Réveil de bonne heure pour toute l’équipe, nous partons au dispensaire à Dontalat chercher le matériel dont nous allons avoir besoin. Il ne faut rien oublier parce que cette année, nous allons sur trois sites différents au lieu de rester sur place. Nous sommes neuf praticiens : 1 médecin, deux infirmières, deux dentistes et deux chiros. Le chargement des dentistes est énorme : quatre fauteuils « portables », deux stérilisateurs, des instruments, des compresses, des médicaments, etc…on dirait moi quand je viens en Asie 😜. Nous avons donc deux minibus pour pouvoir faire le déménagement entre Dontalat et Oudomsouk, notre première étape.

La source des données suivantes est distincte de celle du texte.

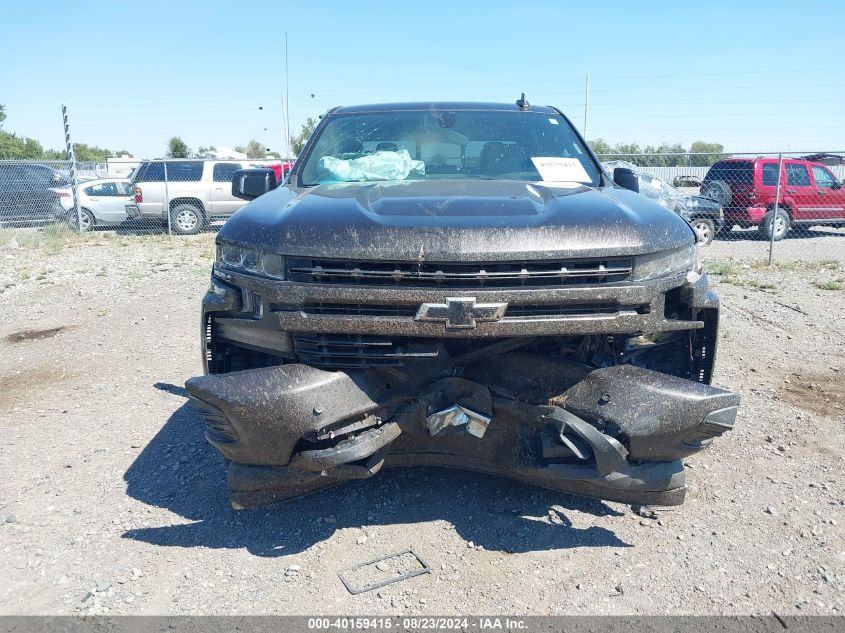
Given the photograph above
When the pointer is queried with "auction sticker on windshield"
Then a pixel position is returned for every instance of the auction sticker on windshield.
(559, 169)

Je suis contente de revoir ce petit hôpital. La route d’accès est toujours aussi pourrie, voire pire, les trous sont énormes. Choun, le médecin kiné avec qui on a bossé il y a 3 ans, n’est malheureusement pas là, il est en formation en Thaïlande jusqu’en mars.
Le seul grand changement est ce terrain de volley qu’ils ont installé juste en face de notre local 😜

Par contre, pour ce qui est de l’aile d’une quinzaine de lits, qui doit permettre d’accueillir plus de patients à l’hôpital, elle n’est toujours pas occupée. Elle a même tendance à servir de débarras ! Pourtant, je l’ai vu en construction il y a cinq ans, finie et prête il y a trois ans et il n’y a toujours personne dedans, alors que ce ne sont pas les patients qui manquent ! Ils n’ont probablement pas le personnel pour la mettre en fonctionnement. Elle va finir par être abîmée avant même d’avoir servi.


Durant toute la matinée, on a trié, mis de côté et chargé du matériel et des médicaments.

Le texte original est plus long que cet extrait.